Cursor & IDE Integration
Set up Context Harness as workspace-level context for Cursor, VS Code, and JetBrains IDEs.
This guide shows how to turn Context Harness into a personal knowledge layer for your IDE. Every AI interaction — chat, inline completions, code generation — gets grounded in your actual codebase, docs, and internal knowledge.
The idea
Most AI coding assistants only see the files currently open in your editor. Context Harness gives them access to your entire knowledge base — across repos, wikis, and internal tools — so they can answer questions about architecture, find relevant code patterns, and reference documentation you’d otherwise have to search for manually.

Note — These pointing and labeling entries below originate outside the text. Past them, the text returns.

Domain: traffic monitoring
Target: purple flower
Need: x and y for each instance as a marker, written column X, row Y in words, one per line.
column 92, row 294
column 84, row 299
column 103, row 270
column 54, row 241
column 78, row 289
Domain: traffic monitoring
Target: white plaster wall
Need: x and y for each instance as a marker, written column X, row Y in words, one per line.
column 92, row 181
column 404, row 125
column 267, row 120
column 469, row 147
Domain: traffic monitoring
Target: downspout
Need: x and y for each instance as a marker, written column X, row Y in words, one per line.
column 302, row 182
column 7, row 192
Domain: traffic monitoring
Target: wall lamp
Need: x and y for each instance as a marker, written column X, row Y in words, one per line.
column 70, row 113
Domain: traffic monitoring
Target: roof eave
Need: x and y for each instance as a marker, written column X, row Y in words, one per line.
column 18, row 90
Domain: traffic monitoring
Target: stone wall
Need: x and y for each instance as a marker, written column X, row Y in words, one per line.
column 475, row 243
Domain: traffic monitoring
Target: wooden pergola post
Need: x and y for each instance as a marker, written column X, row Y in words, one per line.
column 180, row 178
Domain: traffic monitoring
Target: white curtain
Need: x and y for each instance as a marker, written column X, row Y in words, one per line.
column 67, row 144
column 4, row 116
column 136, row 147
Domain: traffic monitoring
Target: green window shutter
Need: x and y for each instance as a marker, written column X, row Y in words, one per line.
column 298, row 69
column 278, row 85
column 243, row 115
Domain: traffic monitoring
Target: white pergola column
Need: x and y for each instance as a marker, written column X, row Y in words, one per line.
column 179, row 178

┌─────────────────┐ ┌─────────────────────┐
│ Cursor / IDE │────▶│ Context Harness │
│ Agent │ │ MCP Server (:7331) │
│ │◀────│ │
│ "How does auth │ │ SQLite + FTS5 │
│ work in our │ │ + Vector Search │
│ platform?" │ │ │
└─────────────────┘ │ Git repos + Jira │
│ + Confluence + S3 │
└─────────────────────┘
Cursor setup
Start the server first: ctx serve mcp --config ./config/ctx.toml
Option 1: Workspace-level MCP (recommended)
Create .cursor/mcp.json in your project root:
{
"mcpServers": {
"context-harness": {
"url": "http://127.0.0.1:7331/mcp"
}
}
}
Commit this file so your whole team gets the same context.
Option 2: Global MCP
Open Cursor Settings → MCP → Add Server:
| Field | Value |
|---|---|
| Name | context-harness |
| URL | http://127.0.0.1:7331/mcp |
This makes Context Harness available in every Cursor workspace.
What Cursor can do with Context Harness
Once connected, Cursor’s agent automatically discovers all available tools. Try these prompts:
Search & understand:
- “Search our docs for the authentication flow”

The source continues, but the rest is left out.